Titanic, the biggest box office hit in history and winner of 11 Oscars, has been voted the worst film ever by viewers of BBC One's Film 2003.
Leonardo DiCaprio and Kate Winslet starred in Titanic
The blockbuster came ahead of other big-budget but little-loved movies AI and Pearl Harbor in the poll.
Titanic, released in 1997 starring Leonardo DiCaprio, has made $1.8bn (£1.1bn) at global box offices - almost twice as much as its nearest rival.
Film 2003 host Jonathan Ross said: "May I commend the nation on its choice."
The show received comments from viewers like: "My father fell asleep after 20 minutes. He was lucky. It was only his snoring that kept me awake."

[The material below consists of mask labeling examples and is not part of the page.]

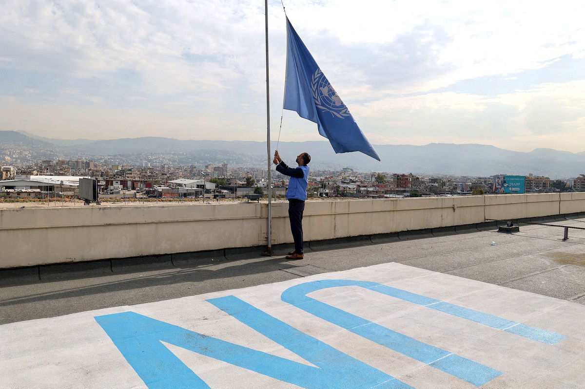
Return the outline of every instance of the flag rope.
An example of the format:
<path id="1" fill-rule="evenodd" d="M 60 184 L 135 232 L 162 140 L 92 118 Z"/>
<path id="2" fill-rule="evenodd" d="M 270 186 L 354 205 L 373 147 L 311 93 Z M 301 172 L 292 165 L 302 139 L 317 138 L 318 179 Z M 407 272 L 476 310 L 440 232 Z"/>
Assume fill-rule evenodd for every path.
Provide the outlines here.
<path id="1" fill-rule="evenodd" d="M 284 16 L 287 16 L 287 9 L 284 6 L 284 3 L 283 2 L 283 0 L 280 0 L 280 4 L 283 5 L 283 11 L 284 11 Z M 286 81 L 285 80 L 285 84 L 286 84 Z M 284 88 L 284 92 L 286 92 L 286 88 Z M 280 131 L 283 130 L 283 116 L 284 115 L 284 92 L 283 93 L 283 110 L 280 112 L 280 128 L 278 128 L 278 137 L 276 140 L 276 148 L 275 150 L 278 150 L 278 143 L 280 142 Z"/>

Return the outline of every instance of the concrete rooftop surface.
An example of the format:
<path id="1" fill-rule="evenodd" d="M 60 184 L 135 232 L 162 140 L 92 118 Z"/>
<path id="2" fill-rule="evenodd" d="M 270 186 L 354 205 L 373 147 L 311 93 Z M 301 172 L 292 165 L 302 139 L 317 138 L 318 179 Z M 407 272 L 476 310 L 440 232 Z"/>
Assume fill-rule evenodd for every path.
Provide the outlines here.
<path id="1" fill-rule="evenodd" d="M 0 271 L 0 388 L 585 388 L 585 230 L 520 225 Z"/>

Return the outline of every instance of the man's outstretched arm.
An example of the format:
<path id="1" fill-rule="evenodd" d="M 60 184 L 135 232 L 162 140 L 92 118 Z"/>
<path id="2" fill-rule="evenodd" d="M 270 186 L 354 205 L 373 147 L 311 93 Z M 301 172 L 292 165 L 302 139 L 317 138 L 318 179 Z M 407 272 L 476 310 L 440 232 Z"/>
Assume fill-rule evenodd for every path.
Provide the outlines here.
<path id="1" fill-rule="evenodd" d="M 305 173 L 300 168 L 292 168 L 287 166 L 284 161 L 280 158 L 278 150 L 274 151 L 274 159 L 272 162 L 276 165 L 276 171 L 285 176 L 295 178 L 302 178 L 305 176 Z"/>
<path id="2" fill-rule="evenodd" d="M 276 171 L 279 173 L 281 173 L 285 176 L 290 176 L 291 177 L 294 177 L 295 178 L 302 178 L 305 176 L 305 173 L 302 171 L 302 169 L 300 168 L 296 168 L 295 169 L 289 168 L 287 166 L 287 164 L 284 163 L 284 161 L 281 161 L 280 162 L 276 165 Z"/>

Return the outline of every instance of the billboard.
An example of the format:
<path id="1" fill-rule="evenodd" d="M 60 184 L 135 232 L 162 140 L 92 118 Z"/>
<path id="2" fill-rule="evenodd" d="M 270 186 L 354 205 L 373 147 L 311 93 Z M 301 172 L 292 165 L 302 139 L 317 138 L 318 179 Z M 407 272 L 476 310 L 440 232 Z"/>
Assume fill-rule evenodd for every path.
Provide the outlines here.
<path id="1" fill-rule="evenodd" d="M 494 193 L 524 193 L 525 176 L 494 176 Z"/>

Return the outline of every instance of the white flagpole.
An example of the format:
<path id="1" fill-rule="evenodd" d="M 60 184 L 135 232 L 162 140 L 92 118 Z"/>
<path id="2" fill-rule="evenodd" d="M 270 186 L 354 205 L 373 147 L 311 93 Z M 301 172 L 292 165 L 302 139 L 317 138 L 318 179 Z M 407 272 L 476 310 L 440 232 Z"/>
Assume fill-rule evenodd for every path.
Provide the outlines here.
<path id="1" fill-rule="evenodd" d="M 272 180 L 270 169 L 272 159 L 270 158 L 270 77 L 268 70 L 268 0 L 264 1 L 264 15 L 266 25 L 266 148 L 268 151 L 268 246 L 263 255 L 272 255 Z"/>

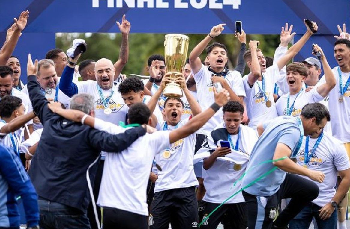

Another said: "It sank. There. I've saved you three hours of your life."
WORST FILMS EVER
2. AI: Artificial Intelligence (above)
3. Pearl Harbor
4. Vanilla Sky
5. The Blair Witch Project
6. Batman and Robin
7. The Avengers
8. Battlefield Earth
9. Eyes Wide Shut
10. Highlander 2: The Quickening
Source: Film 2003
But the Academy Awards voters did not agree in 1998, when they awarded it best picture - ahead of films like Good Will Hunting, LA Confidential and The Full Monty.
Among the other Oscars it won were best director for James Cameron, who famously declared from the ceremony stage: "I'm the king of the world."
Only last month, Titanic topped a different poll of greatest film endings.
Film 2003 carried out the survey to mark the release of Gigli, a Jennifer Lopez and Ben Affleck vehicle viewed by many as a turkey.
But it did not appear in the viewers' top 10 of worst films.
Steven Spielberg's science fiction AI: Artificial Intelligence came second, with one person writing: "Completely artificial but devoid of intelligence."
Pearl Harbor, starring Affleck, was in third place, with Tom Cruise's Vanilla Sky in fourth and cult horror hit The Blair Witch Project fifth.
George Clooney's turn in Batman and Robin earned it sixth place, while TV show remake The Avengers - which starred Ralph Fiennes and Uma Thurman - was seventh.
John Travolta's universally panned Battlefield Earth was at eight while Tom Cruise made a second appearance at nine for Eyes Wide Shut.
And 1991's Highlander 2: The Quickening was the oldest film on the list in tenth place.